Presque un tiers de la brigade Dubois croula dans cet abîme.
Ceci commença la perte de la bataille.
Une tradition locale, qui exagère évidemment, dit que deux mille chevaux
et quinze cents hommes furent ensevelis dans le chemin creux d'Ohain. Ce
chiffre vraisemblablement comprend tous les autres cadavres qu'on jeta
dans ce ravin le lendemain du combat.
Notons en passant que c'était cette brigade Dubois, si funestement
éprouvée, qui, une heure auparavant, chargeant à part, avait enlevé le
drapeau du bataillon de Lunebourg.
Napoléon, avant d'ordonner cette charge des cuirassiers de Milhaud,
avait scruté le terrain, mais n'avait pu voir ce chemin creux qui ne
faisait pas même une ride à la surface du plateau. Averti pourtant et
mis en éveil par la petite chapelle blanche qui en marque l'angle sur la
chaussée de Nivelles, il avait fait, probablement sur l'éventualité d'un
obstacle, une question au guide Lacoste. Le guide avait répondu non. On
pourrait presque dire que de ce signe de tête d'un paysan est sortie la
catastrophe de Napoléon.
D'autres fatalités encore devaient surgir.
Était-il possible que Napoléon gagnât cette bataille? Nous répondons
non. Pourquoi? À cause de Wellington? à cause de Blücher? Non. À cause
de Dieu.
Bonaparte vainqueur à Waterloo, ceci n'était plus dans la loi du
dix-neuvième siècle. Une autre série de faits se préparait, où Napoléon
n'avait plus de place. La mauvaise volonté des événements s'était
annoncée de longue date.
Il était temps que cet homme vaste tombât.
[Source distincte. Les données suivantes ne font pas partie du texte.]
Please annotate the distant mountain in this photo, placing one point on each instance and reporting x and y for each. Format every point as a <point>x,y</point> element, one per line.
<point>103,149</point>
L'excessive pesanteur de cet homme dans la destinée humaine troublait
l'équilibre. Cet individu comptait à lui seul plus que le groupe
universel. Ces pléthores de toute la vitalité humaine concentrée dans
une seule tête, le monde montant au cerveau d'un homme, cela serait
mortel à la civilisation si cela durait. Le moment était venu pour
l'incorruptible équité suprême d'aviser. Probablement les principes et
les éléments, d'où dépendent les gravitations régulières dans l'ordre
moral comme dans l'ordre matériel, se plaignaient. Le sang qui fume, le
trop-plein des cimetières, les mères en larmes, ce sont des plaidoyers
redoutables. Il y a, quand la terre souffre d'une surcharge, de
mystérieux gémissements de l'ombre, que l'abîme entend.
Napoléon avait été dénoncé dans l'infini, et sa chute était décidée.
Il gênait Dieu.
Waterloo n'est point une bataille; c'est le changement de front de
l'univers.
Chapitre X
Le plateau de Mont Saint-Jean
En même temps que le ravin, la batterie s'était démasquée.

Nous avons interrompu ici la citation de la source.